The commute from home to the university is definitely getting better. I didn't get lost a single time and the commute didn't feel as long and tiring either. I got to Waseda early today so that I could meet up with some friends and go to lunch to a proper place instead of eating another konbini lunch in the classroom. I ended up eating gyudon which was once again delicious. I was impressed to find an option of takeaway when I was choosing my food on the vending machine.
After an interesting class about fictional stories of young aspirants wanting to enter the Japanese entertainment industry , I headed to akihabara with my classmates, which is an area of Tokyo popular for its anime, manga, electronic stores and maid cafes. It is a geek paradise and was full of young teenagers and men who hung out in DVD shops and electronic stores. The buildings were painted with popular anime characters, none of whom I was familiar with. There were also a surprising number of sex shops in the area, one of which was a six storey building selling different kinds of sex accessories on each floor.
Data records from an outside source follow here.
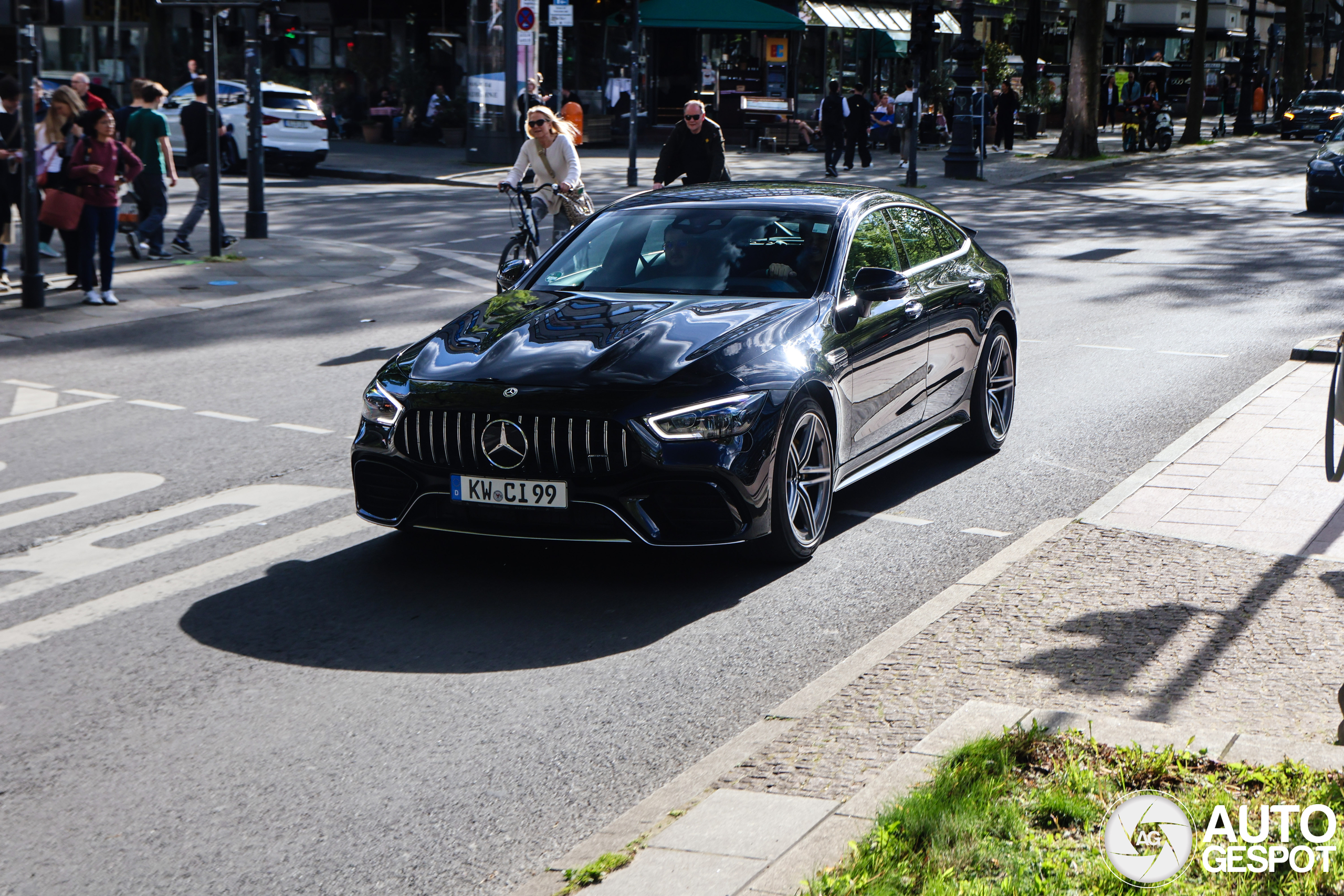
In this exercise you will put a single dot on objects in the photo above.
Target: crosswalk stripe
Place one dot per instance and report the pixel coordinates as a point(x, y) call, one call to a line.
point(33, 416)
point(468, 279)
point(139, 596)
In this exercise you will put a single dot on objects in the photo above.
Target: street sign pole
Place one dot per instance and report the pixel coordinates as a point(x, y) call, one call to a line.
point(30, 68)
point(257, 218)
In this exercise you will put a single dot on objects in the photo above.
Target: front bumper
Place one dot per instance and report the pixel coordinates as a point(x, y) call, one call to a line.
point(624, 486)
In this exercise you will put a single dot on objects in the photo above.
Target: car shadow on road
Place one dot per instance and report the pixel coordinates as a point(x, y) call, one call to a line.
point(417, 604)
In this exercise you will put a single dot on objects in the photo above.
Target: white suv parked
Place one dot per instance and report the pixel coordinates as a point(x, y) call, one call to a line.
point(293, 128)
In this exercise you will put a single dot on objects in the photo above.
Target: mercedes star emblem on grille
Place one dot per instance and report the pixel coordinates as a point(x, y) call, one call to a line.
point(505, 444)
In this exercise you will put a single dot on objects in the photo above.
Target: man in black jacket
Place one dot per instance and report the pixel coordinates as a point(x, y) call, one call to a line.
point(694, 150)
point(832, 128)
point(857, 120)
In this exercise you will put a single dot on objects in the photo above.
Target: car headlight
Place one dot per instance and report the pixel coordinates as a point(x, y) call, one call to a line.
point(380, 406)
point(717, 419)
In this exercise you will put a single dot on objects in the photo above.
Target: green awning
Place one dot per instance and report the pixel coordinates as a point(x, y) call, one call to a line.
point(717, 15)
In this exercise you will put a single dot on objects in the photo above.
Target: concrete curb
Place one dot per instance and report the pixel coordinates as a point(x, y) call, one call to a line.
point(690, 787)
point(1164, 458)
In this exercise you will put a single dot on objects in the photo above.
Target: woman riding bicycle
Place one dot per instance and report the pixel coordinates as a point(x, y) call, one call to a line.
point(550, 154)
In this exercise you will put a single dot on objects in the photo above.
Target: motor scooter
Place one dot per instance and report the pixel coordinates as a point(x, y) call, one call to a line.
point(1163, 129)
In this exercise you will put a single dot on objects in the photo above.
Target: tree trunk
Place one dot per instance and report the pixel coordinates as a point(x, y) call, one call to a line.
point(1078, 139)
point(1295, 50)
point(1195, 101)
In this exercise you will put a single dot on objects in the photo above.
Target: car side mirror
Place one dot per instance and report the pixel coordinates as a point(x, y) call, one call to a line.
point(511, 273)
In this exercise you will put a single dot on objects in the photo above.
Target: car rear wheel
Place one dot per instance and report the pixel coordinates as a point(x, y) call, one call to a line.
point(995, 394)
point(804, 484)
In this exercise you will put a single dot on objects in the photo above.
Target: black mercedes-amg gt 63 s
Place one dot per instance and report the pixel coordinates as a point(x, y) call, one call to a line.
point(697, 366)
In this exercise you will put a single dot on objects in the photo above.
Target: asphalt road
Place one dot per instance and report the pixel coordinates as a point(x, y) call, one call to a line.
point(382, 712)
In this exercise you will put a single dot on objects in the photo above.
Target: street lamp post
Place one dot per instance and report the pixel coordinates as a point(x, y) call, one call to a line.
point(30, 68)
point(1245, 125)
point(961, 160)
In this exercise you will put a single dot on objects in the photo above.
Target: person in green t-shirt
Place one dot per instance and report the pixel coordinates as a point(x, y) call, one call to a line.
point(147, 135)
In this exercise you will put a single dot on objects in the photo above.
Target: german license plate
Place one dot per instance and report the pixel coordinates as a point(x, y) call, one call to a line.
point(511, 492)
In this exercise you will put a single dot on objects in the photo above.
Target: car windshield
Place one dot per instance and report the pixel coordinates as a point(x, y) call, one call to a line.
point(1320, 99)
point(697, 251)
point(276, 100)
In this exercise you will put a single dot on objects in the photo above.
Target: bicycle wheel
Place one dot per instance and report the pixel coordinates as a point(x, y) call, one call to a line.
point(519, 248)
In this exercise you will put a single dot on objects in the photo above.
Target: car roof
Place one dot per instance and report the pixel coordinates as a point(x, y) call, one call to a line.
point(812, 196)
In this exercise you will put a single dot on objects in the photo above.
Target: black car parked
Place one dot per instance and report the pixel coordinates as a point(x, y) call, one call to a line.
point(1324, 176)
point(1311, 113)
point(697, 366)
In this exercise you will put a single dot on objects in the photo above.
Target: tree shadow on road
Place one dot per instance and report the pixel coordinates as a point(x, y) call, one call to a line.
point(426, 604)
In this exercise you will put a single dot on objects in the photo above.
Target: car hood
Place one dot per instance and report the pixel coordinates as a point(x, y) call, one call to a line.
point(566, 339)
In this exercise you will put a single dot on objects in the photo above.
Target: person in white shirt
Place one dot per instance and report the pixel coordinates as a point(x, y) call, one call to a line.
point(550, 154)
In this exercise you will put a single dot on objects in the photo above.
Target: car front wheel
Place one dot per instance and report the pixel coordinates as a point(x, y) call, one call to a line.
point(804, 484)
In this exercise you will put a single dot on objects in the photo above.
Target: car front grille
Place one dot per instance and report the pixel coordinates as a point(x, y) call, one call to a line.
point(555, 445)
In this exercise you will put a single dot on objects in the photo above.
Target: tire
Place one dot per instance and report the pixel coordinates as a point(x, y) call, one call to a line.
point(994, 395)
point(519, 248)
point(803, 488)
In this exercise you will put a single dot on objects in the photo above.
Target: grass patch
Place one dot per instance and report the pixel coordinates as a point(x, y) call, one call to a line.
point(1021, 815)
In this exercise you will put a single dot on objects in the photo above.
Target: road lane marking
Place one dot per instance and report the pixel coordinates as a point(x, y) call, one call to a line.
point(301, 429)
point(221, 416)
point(88, 491)
point(467, 258)
point(889, 518)
point(467, 279)
point(78, 555)
point(175, 583)
point(27, 399)
point(162, 406)
point(33, 416)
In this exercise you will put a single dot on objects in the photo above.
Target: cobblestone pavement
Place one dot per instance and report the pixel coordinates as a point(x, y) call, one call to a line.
point(1097, 620)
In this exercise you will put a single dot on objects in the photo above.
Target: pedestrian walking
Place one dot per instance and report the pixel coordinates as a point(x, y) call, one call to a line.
point(101, 164)
point(1004, 111)
point(136, 102)
point(551, 156)
point(197, 133)
point(58, 132)
point(694, 150)
point(905, 121)
point(832, 128)
point(147, 136)
point(858, 119)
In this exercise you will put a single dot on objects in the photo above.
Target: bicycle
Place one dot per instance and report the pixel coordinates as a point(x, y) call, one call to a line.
point(529, 238)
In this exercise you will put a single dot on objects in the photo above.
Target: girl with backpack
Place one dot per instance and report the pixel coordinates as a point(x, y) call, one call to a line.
point(101, 163)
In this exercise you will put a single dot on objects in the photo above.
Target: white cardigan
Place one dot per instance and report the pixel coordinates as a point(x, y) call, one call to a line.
point(563, 160)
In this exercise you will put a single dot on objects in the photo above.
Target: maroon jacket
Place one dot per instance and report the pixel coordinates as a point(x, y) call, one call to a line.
point(101, 188)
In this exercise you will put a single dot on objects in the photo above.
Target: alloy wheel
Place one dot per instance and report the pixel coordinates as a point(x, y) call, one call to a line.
point(1000, 387)
point(808, 480)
Nonetheless the atmosphere was amazing and I had a great time walking around and spending some time inside one of the gaming arcades.
The most interesting part of today was a visit to a maid cafe. Maid cafes are places where waitresses are dressed up as maids and they put of dance shows for customers. It isn't exactly what you're thinking, although there sure were quite a few men in there. Maid cafes are more just built on the idea of recreating the feeling of coming home to great service and being taken care of (customer is king sort of thing). When I walked into the maid cafe, I was surprised at home bright and pink it was as opposed to the dark and dingy room I had imagined it would be. Waitresses spoke to us in a girly tone and said more than necessary when they took our order and delivered our drinks. The show was just one maid dancing to what sounded like a Japanese pop song.
I came home to a Japanese curry dinner, which is apparently a popular meal in Japanese households. I also tried ankoro mochi for dinner, which is basically mochi inside a red bean paste of sorts. It looked like chocolate, but tasted nothing like it.
With respect to moving around and living in Tokyo, things are definitely getting easier and more familiar. But with each new piece of information, I realize how much more there is to learn about this culture. I won't say I love Japan or I hate it. I just don't know it yet.